Arabella's story

The night before her fourth birthday, Arabella was taken by her uncle to a Masonic lodge meeting and sexually abused in front of a group of men.

Until that night, life had been idyllic. ‘My home was very good, I had very good parents. My mother worked for a big department store … I looked like Shirley Temple, and I was in the newspaper all the time, modelling clothes for the store. We’d be walking down the street and people would stop her to ask about me.’

Her mother’s sister and her husband – known as ‘uncle’ – came with their children to stay with Arabella’s family during the school holidays.

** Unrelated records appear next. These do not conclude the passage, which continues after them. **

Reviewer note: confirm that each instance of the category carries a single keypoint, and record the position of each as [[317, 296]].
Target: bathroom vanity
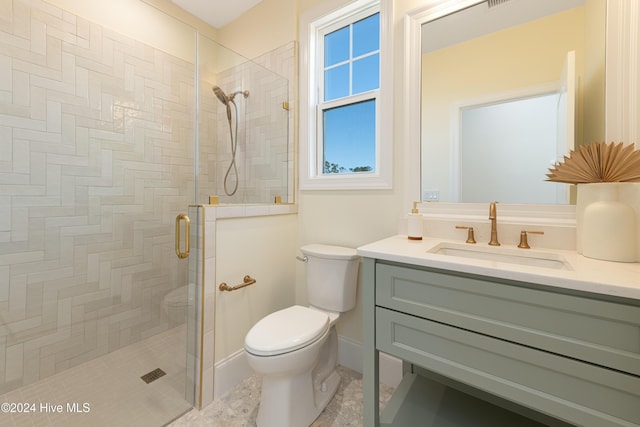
[[489, 334]]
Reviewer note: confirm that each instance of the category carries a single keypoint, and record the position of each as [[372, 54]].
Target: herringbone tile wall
[[96, 160]]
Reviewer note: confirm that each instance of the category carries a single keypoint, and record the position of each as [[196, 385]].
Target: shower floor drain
[[153, 375]]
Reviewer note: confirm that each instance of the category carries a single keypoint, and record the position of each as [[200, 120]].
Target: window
[[344, 144]]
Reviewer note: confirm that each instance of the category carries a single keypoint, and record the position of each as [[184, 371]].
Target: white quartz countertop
[[586, 274]]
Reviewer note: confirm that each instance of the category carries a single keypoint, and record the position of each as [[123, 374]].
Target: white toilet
[[295, 349]]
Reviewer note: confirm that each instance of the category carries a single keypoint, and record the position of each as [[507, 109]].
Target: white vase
[[607, 218]]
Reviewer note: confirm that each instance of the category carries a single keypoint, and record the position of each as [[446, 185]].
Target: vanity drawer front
[[570, 390], [601, 332]]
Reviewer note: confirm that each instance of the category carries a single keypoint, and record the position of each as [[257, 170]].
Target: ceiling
[[216, 13]]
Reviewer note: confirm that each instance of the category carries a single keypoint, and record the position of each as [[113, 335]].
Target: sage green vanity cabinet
[[574, 356]]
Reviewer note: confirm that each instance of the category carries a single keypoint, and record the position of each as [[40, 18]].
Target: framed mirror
[[505, 89]]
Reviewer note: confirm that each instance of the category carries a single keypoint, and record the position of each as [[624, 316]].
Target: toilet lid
[[286, 330]]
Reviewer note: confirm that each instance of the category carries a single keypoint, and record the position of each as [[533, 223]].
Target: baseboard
[[230, 372], [350, 356]]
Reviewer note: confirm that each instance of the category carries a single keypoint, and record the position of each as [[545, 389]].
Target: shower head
[[221, 95]]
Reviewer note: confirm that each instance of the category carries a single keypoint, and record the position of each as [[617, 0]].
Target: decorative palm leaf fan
[[598, 162]]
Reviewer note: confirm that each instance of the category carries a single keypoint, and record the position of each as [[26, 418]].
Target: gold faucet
[[493, 217]]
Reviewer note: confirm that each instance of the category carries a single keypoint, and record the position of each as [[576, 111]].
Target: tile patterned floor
[[239, 407], [112, 388]]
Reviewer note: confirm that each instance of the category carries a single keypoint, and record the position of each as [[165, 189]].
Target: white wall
[[263, 247]]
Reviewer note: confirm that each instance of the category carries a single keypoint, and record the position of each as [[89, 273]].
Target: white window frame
[[313, 25]]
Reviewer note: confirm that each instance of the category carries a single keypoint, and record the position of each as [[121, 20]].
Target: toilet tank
[[332, 276]]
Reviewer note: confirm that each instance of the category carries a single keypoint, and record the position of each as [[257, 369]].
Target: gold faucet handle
[[524, 244], [470, 235]]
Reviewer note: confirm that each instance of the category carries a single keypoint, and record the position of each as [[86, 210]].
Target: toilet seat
[[286, 330]]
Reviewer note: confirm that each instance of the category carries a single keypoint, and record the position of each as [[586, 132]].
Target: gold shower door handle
[[187, 230]]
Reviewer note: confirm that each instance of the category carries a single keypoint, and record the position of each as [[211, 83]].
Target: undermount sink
[[506, 255]]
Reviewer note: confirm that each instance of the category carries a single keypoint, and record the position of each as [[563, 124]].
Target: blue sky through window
[[350, 137], [351, 67]]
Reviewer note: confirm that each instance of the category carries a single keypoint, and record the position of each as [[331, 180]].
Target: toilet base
[[297, 401]]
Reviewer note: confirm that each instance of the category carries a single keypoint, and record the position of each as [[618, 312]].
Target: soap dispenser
[[414, 223]]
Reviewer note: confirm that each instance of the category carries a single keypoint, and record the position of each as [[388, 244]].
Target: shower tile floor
[[112, 388], [117, 396], [239, 407]]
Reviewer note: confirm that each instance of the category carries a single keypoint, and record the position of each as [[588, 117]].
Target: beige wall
[[267, 26]]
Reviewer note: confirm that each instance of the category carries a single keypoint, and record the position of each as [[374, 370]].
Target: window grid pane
[[344, 47]]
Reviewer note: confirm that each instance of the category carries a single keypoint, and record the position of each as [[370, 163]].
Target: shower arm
[[248, 280]]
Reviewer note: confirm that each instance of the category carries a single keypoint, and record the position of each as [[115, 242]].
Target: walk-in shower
[[232, 170], [105, 137]]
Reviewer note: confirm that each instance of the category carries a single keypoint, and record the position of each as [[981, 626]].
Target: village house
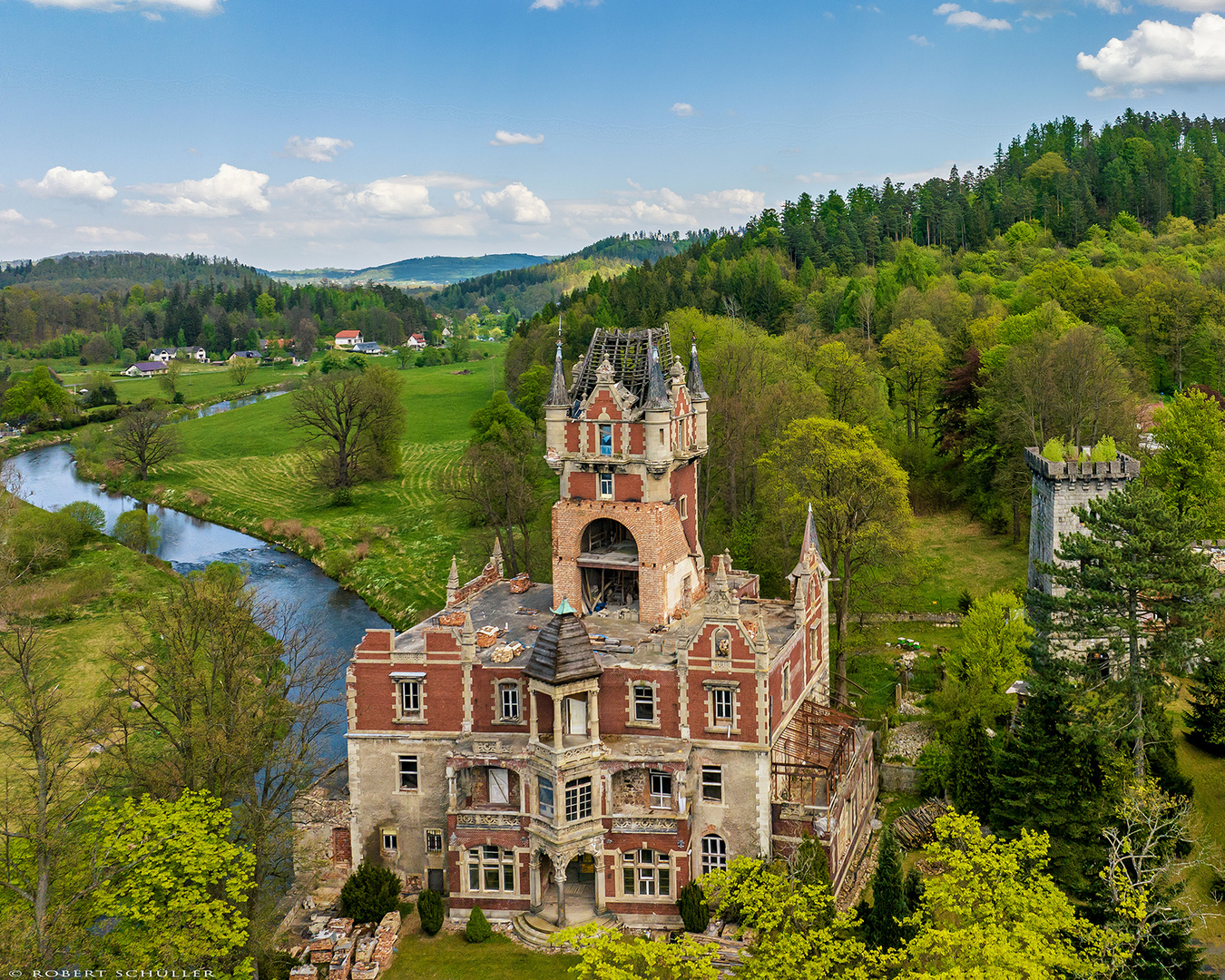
[[584, 750], [146, 369]]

‘He had told my aunty that he would take care of the children in the night and she was not to get up for them. And then, basically, what happened was my uncle took me out of bed in the middle of the night.

‘I just assumed it was something special.’

The next morning she woke feeling ‘sick to my stomach’. Her uncle threatened her explicitly: ‘I was told if I ever said anything they’d have a go at my cousins’, one of whom was even younger than Arabella. ‘So I couldn’t tell anybody, I took on responsibility big time … But I couldn’t live with it either.’

Days later when the families visited a park, ‘I got on the swing and I swung as high as I possibly could – and I jumped off. I wanted to commit suicide, I couldn’t live with it.’

But Arabella survived and found coping strategies. She has been haunted by the incident but kept silent for decades, partly to protect her cousins but also because she feared that Freemasons were active among the police and the judiciary, and that they had resources to harm her. However, she did engage with counsellors and a wide variety of therapies.

Eventually, when Arabella was in her 50s, her cousin briefly confided that she had been abused by her father at lodge meetings from the age of two until puberty. ‘And I thought, “Oh my god! You too,” And I’d been trying to protect her all my life – and it didn’t work!’

Arabella still fears retribution but welcomed the opportunity to tell the Royal Commission about the traumatic event. ‘I think child sexual abuse is pervasive and has a terribly serious impact. It’s massive … But until you stand up and confront what has happened, nothing will change.’